Südtirol gilt als reich, doch hinter dem hohen Pro-Kopf-Vermögen verbergen sich Divergenzen. Die Realität sieht, laut AFI, anders aus als der Bericht der Banca d'Italia.
Stefano Mellarini AFI Präsident
Foto: AFI IPL
  • Südtirol ist die wohlhabendste Provinz Italiens. Laut dem aktuellen „Regionenbericht“ der Banca d’Italia verfügt jede Bürgerin und jeder Bürger der Provinz Bozen über ein durchschnittliches Nettovermögen von 353.000 Euro Netto, also knapp doppelt so viel wie der italienische Durchschnitt von 191.000 Euro. Doch diese Zahlen zeichnen nur auf den ersten Blick ein Bild von Wohlstand, so der Präsident des Arbeitsförderungsinstituts Stefano Mellarini. Hinter beeindruckenden Durchschnittswerten stehe nämlich eine komplexe soziale Realität. Wohlstand ist vorhanden, aber er ist nicht für alle gleichermaßen spürbar, und er lässt sich im Alltag nicht immer in Kaufkraft übersetzen. In einer repräsentativen Telefonumfrage des AFI, dem AFI-Barometer, wurde das Stimmungsbild der Südtiroler Arbeitnehmer und Arbeitnehmerinnen erhoben.

  • Durchschnittszahlen verschleiern große Unterschiede

    Der Wert einer Wohnung, der in Südtirol weit über dem gesamtstaatlichen Durchschnitt liegt, stellt zwar ein ‚Vermögen‘ dar, welches aber im Alltag nicht ausgegeben werden kann“, erklärt AFI-Präsident Stefano Mellarini. Einer von vielen Aspekten, die dazu führen, dass große Teile der Bevölkerung dennoch eine leichte Brieftasche in den Händen halten. Weitere Aspekte seien etwa die Schere zwischen Arm und Reich sowie die hohen Lebenshaltungskosten. Durchschnittswerte können daher leicht täuschen, so Mellarini, denn: „es ist das Paradoxon des ‚Pollo di Trilussa‘: Wenn eine Person zwei Hühner isst und eine andere keines, ergibt der Durchschnitt ein Huhn pro Kopf – obwohl dies nicht der Realität entspricht”.

  • Strukturelle Merkmale

    Das Immobilienvermögen in Südtirol beläuft sich auf rund 90 Milliarden Euro. Das hohe Pro-Kopf-Vermögen in Südtirol wird allerdings durch wenige sehr wohlhabende Eigentümer stark nach oben gezogen.  Rund 70 Prozent der Südtiroler leben in den eigenen vier Wänden. Allerdings ist der Erwerb von Immobilien überdurchschnittlich teuer. Hinzu kommt, dass die Lebenshaltungskosten in Südtirol überdurchschnittlich hoch sind. Die Kaufkraft nähert sich dem italienischen Durchschnitt an.

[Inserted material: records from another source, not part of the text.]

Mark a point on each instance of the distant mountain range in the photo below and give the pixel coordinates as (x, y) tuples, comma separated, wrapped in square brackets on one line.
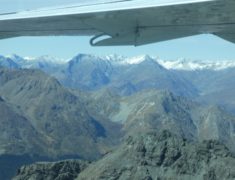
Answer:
[(204, 81), (83, 107)]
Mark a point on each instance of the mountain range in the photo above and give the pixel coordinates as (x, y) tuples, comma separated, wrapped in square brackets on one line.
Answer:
[(210, 82), (84, 107)]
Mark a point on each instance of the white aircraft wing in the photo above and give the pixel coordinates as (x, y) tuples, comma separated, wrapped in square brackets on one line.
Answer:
[(125, 22)]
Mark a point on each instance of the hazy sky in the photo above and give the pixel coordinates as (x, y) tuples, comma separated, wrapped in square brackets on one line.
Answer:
[(206, 47)]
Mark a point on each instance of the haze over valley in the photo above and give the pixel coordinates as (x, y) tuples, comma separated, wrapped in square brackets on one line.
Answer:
[(116, 115)]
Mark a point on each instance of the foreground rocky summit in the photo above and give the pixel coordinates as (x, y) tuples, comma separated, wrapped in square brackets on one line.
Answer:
[(155, 156)]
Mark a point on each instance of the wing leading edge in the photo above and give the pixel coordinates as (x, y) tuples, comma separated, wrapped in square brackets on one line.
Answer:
[(121, 22)]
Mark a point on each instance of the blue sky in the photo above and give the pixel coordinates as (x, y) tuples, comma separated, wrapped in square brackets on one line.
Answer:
[(203, 47)]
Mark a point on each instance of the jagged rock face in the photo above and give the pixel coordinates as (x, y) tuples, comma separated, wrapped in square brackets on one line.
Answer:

  • Wahrgenommene Ungleichheit bleibt hoch

    Das AFI-Barometer zeigt: 78 Prozent der Südtiroler Arbeitnehmenden sehen die Kluft zwischen Arm und Reich als „sehr groß“ (20 %) und „groß“ (58 %). Nur 22 Prozent empfinden sie als gering. Diese Wahrnehmung hat sich im Vergleich zum Vorjahr kaum verändert.

    Als Hauptursachen für die soziale Ungleichheit werden von den Befragten vor allem die Lohnpolitik (25 %) sowie die lokale und nationale Wirtschaftspolitik (24 %) genannt. Weitere Gründe sind die unterschiedliche Arbeitsleistung (21 %), das Steuersystem (13 %), Globalisierung (11 %) und das Bildungssystem (9 %).

  • Gefühlte Unterschiede: 78 % der befragten Arbeitnehmerinnen und Arbeitnehmer sehen eine große Schere zwischen Arm und Reich. Foto: AFI IPL
  • Wege nach oben: Arbeit und Bildung entscheidend – aber nicht nur

    Was kann helfen, die eigene wirtschaftliche Situation zu verbessern? Laut den Befragten vor allem harte Arbeit (7,9 von 10 Punkten) und Bildung (7,5). Doch auch „Vitamin B“ – gute Kontakte – und Faktoren wie Geschlecht, familiärer Hintergrund und Glück spielen eine Rolle (je 6,4 Punkte). 

    Das Ethos der Meritokratie und der Wert der Bildung scheinen also fest in den Köpfen der Südtiroler und Südtiroler verankert zu sein. Kritisch bleibt jedoch: Es gilt noch immer als Nachteil, eine Frau zu sein, was Mellarini als deutliches Zeichen dafür deutet, dass die wahrgenommene Diskriminierung aufgrund des Geschlechts noch nicht überwunden ist.

  • Schlüssel zum Erfolg: Vor allem haben hart arbeitende und gut ausgebildete Menschen in Südtirol die Nase vorn, wie das AFI-Barometer aufzeigt. Foto: AFI IPL
  • Ist Südtirol also ein reiches Land mit armen Leut'?  In der Wahrnehmung vieler Normal-Bürger: ja. Die hohen Immobilienwerte und Lebenshaltungskosten machen es vielen Menschen schwer mit dem Einkommen bis zum Monatsende zu kommen. Gleichzeitig bleibt die soziale Kluft zwischen Arm und Reich ein zentrales Thema – und die wahrgenommene Benachteiligung von Frauen zeigt, dass es noch viel zu tun gibt, um Verteilungsgerechtigkeit herzustellen.